2. Get the ARN of your SSL certificate(s) uploaded to Amazon IAM:
   • Run list-server-certificates command (OSX/Linux/UNIX) to describe the metadata (certificate ARN(s), name(s), etc.), available for the SSL certificate(s) uploaded to Amazon IAM:
     aws iam list-server-certificates
     

   • The command output should return the requested metadata:
     {
       "ServerCertificateMetadataList": [
         {
           "ServerCertificateName": "cc-production-certificate",
           "Expiration": "2022-06-07T23:59:59Z",
           "Path": "/",
           "Arn": "arn:aws:iam::123456789012:server-certificate/cc-production-certificate",
           "UploadDate": "2021-06-07T23:59:59Z"
         }
       ]
     }
     

02 Run create-load-balancer-listeners command (OSX/Linux/UNIX) to create a new, secure HTTPS listener for your web-tier load balancer using the SSL certificate identified at the previous step.
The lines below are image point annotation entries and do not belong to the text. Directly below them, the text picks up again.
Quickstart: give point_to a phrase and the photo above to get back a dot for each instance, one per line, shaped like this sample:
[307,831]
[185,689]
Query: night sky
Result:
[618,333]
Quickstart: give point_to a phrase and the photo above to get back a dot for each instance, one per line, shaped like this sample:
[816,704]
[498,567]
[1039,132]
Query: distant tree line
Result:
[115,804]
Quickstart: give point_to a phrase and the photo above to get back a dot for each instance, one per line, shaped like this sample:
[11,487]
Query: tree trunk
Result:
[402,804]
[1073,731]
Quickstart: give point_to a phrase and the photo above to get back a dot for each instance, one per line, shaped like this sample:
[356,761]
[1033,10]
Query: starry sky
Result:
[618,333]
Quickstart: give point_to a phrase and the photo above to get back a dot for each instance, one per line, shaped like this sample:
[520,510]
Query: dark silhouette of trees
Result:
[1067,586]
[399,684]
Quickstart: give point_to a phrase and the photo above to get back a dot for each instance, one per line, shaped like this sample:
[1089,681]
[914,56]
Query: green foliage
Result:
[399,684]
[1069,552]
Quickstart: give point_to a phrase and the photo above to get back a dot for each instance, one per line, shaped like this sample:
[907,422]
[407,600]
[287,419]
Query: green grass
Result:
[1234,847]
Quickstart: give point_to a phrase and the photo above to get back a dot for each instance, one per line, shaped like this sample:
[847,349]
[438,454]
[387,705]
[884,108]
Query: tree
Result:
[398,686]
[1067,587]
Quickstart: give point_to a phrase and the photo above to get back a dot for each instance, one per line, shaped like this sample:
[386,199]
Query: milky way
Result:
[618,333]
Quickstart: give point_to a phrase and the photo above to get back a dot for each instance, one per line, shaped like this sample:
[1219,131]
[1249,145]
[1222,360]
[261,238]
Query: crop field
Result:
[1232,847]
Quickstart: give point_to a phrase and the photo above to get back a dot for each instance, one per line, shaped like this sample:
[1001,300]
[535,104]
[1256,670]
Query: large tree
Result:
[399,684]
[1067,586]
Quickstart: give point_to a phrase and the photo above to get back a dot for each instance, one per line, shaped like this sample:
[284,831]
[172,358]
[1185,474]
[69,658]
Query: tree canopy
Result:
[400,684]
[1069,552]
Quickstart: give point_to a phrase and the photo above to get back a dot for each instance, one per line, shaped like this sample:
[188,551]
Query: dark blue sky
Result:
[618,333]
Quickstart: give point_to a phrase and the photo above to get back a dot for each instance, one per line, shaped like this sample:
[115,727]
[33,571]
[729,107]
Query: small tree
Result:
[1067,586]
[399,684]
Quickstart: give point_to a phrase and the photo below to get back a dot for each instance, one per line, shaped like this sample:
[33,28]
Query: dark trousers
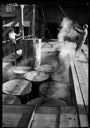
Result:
[13,47]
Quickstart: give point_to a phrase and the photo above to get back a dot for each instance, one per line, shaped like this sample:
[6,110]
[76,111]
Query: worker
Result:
[12,37]
[83,35]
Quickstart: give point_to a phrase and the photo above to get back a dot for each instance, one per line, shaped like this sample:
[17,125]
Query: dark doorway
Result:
[52,31]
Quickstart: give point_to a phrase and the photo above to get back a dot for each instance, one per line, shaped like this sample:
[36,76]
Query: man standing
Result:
[12,37]
[83,34]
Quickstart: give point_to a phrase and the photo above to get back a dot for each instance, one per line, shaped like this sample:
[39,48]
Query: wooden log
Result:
[83,119]
[16,116]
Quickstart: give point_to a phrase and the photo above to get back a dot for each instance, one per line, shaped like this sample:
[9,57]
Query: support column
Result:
[22,21]
[33,21]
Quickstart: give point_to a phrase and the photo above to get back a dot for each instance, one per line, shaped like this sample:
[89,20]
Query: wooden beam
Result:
[33,21]
[79,99]
[15,22]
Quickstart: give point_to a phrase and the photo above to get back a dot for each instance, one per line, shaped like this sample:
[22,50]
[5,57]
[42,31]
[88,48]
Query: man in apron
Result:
[83,34]
[12,37]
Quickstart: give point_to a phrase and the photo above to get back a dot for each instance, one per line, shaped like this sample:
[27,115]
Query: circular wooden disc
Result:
[21,69]
[54,89]
[45,68]
[10,99]
[36,76]
[17,87]
[48,102]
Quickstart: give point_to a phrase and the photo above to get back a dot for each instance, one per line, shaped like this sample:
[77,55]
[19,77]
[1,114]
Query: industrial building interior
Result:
[45,65]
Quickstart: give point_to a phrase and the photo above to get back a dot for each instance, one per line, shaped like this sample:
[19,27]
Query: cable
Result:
[62,9]
[46,23]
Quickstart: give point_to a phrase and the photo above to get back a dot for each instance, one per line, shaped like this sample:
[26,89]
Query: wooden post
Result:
[22,21]
[33,22]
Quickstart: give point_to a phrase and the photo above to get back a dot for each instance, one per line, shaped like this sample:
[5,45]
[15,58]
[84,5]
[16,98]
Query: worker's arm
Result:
[78,30]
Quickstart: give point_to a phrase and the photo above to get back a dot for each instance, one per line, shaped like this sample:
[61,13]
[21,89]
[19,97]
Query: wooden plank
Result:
[82,117]
[76,85]
[83,83]
[68,117]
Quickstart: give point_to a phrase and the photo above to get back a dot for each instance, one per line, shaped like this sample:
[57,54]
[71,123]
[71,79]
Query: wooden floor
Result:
[51,117]
[56,117]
The following command example creates a front-end HTTPS listener for a web-tier load balancer named "cc-frontend-load-balancer" using an SSL certificate identified by the ARN "arn:aws:iam::123456789012:server-certificate/cc-production-certificate" (the command does not produce an output):

aws elb create-load-balancer-listeners
  --region us-east-1
  --load-balancer-name cc-frontend-load-balancer
  --listeners Protocol=HTTPS,LoadBalancerPort=443,InstanceProtocol=HTTP,InstancePort=80,SSLCertificateId=arn:aws:iam::123456789012:server-certificate/cc-production-certificate

03 Repeat step no. 2 for each web-tier Classic Load Balancer that you want to reconfigure, available in the selected AWS region.

04 Change the AWS cloud region by updating the --region command parameter value and repeat the Remediation process for other regions.